Dramatische Zustände
Seit Monaten kommen unzählige Flüchtlinge über die Türkei auf die Inseln in der Ägäis. Die Lage in den völlig überfüllten Registrierlagern gerät zunehmend außer Kontrolle, die Zustände dort sind nach Berichten humanitärer Organisationen dramatisch. Nach jüngsten Angaben des zuständigen Ministeriums in Athen harren in den Lagern der Inseln mehr als 41.000 Menschen aus. Das ist die höchste Zahl seit Inkrafttreten des EU-Türkei-Flüchtlingspakts im März 2016. Noch im April hielten sich auf den betroffenen Inseln nur 14.000 Migranten auf.
Lage in Italien
Ein Segelboot mit 55 Migranten an Bord traf unterdessen am Mittwoch in der Früh in Corigliano in der süditalienischen Region Kalabrien ein. An Bord befanden sich irakische und iranische Staatsbürger, darunter acht Minderjährige, wie die Polizei mitteilte. Das Boot wurde von der Küstenwache lokalisiert.
Bei den Schleppern handelt es sich nach italienischen Medienberichten um Russen oder Georgier. Sie brächten die Flüchtenden mit Jachten oder teuren Segelbooten, die oft unter US-Flagge fahren, von der Türkei nach Kalabrien und Apulien. Die Migranten gehen demnach großteils in Istanbul an Bord. Laut Ermittlern bringen die Schlepper auf einem Boot bis zu 70 Flüchtlinge nach Italien und kassieren dabei 10.000 Euro pro Passagier.
11.097 Migranten sind seit Anfang 2019 in Italien eingetroffen. Das sind 52 Prozent weniger gegenüber dem Vergleichszeitraum 2018, teilte das italienische Innenministerium mit. Gegenüber dem Vergleichszeitraum 2017 sank die Zahl der Migranten um 90 Prozent.
Britische Grenzschützer griffen unterdessen 69 Migranten bei dem Versuch auf, den Ärmelkanal in Richtung Großbritannien zu überqueren.
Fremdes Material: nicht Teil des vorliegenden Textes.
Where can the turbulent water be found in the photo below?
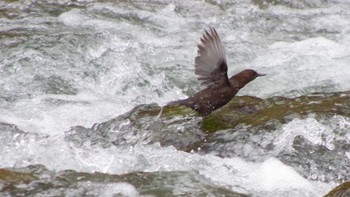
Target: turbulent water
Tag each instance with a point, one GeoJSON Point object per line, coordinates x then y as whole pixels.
{"type": "Point", "coordinates": [73, 63]}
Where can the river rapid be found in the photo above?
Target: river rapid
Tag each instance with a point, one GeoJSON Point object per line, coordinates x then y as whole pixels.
{"type": "Point", "coordinates": [74, 63]}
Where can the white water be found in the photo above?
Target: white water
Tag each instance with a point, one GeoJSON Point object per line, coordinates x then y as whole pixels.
{"type": "Point", "coordinates": [135, 55]}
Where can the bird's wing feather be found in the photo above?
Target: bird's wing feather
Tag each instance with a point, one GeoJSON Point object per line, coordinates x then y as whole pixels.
{"type": "Point", "coordinates": [210, 64]}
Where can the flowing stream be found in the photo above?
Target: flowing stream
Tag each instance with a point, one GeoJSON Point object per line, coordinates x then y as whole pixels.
{"type": "Point", "coordinates": [71, 63]}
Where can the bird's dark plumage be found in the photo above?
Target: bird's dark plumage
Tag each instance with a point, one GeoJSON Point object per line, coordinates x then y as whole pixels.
{"type": "Point", "coordinates": [211, 68]}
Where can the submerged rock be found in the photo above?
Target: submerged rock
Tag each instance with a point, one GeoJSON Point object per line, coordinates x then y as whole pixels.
{"type": "Point", "coordinates": [38, 181]}
{"type": "Point", "coordinates": [185, 129]}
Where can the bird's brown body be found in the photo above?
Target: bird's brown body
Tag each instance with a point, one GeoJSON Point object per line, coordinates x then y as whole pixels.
{"type": "Point", "coordinates": [211, 67]}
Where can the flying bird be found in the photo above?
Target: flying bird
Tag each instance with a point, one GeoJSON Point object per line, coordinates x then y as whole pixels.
{"type": "Point", "coordinates": [211, 69]}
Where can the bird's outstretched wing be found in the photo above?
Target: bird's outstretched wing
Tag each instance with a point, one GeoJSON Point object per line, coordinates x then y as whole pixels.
{"type": "Point", "coordinates": [210, 64]}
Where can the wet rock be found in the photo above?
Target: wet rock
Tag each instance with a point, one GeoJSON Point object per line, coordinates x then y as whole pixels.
{"type": "Point", "coordinates": [341, 190]}
{"type": "Point", "coordinates": [183, 128]}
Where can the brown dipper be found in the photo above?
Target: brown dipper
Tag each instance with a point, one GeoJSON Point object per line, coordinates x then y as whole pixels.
{"type": "Point", "coordinates": [211, 68]}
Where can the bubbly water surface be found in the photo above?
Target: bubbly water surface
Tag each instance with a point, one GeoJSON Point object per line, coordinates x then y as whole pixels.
{"type": "Point", "coordinates": [68, 63]}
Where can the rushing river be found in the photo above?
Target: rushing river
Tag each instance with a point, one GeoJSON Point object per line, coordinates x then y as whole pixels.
{"type": "Point", "coordinates": [70, 63]}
Das teilte das britische Innenministerium mit. Die Menschen waren auf fünf Boote verteilt, die im Laufe der Nacht auf Mittwoch die gefährliche Fahrt über die Meerenge angetreten hatten.
Die Migranten, darunter zehn Kinder, gaben laut Ministerium an, iranische, irakische und usbekische Staatsangehörige zu sein. Alle seien medizinisch untersucht worden und würden nun von Mitarbeitern der Einwanderungsbehörde verhört. "Wer versucht, den Ärmelkanal in kleinen Booten zu überqueren, bringt sich in große Lebensgefahr", sagte ein Sprecher des Innenministeriums in London. Großbritannien arbeite eng mit den französischen Behörden zusammen, um gegen diese "gefährlichen und illegalen Aktivitäten" vorzugehen.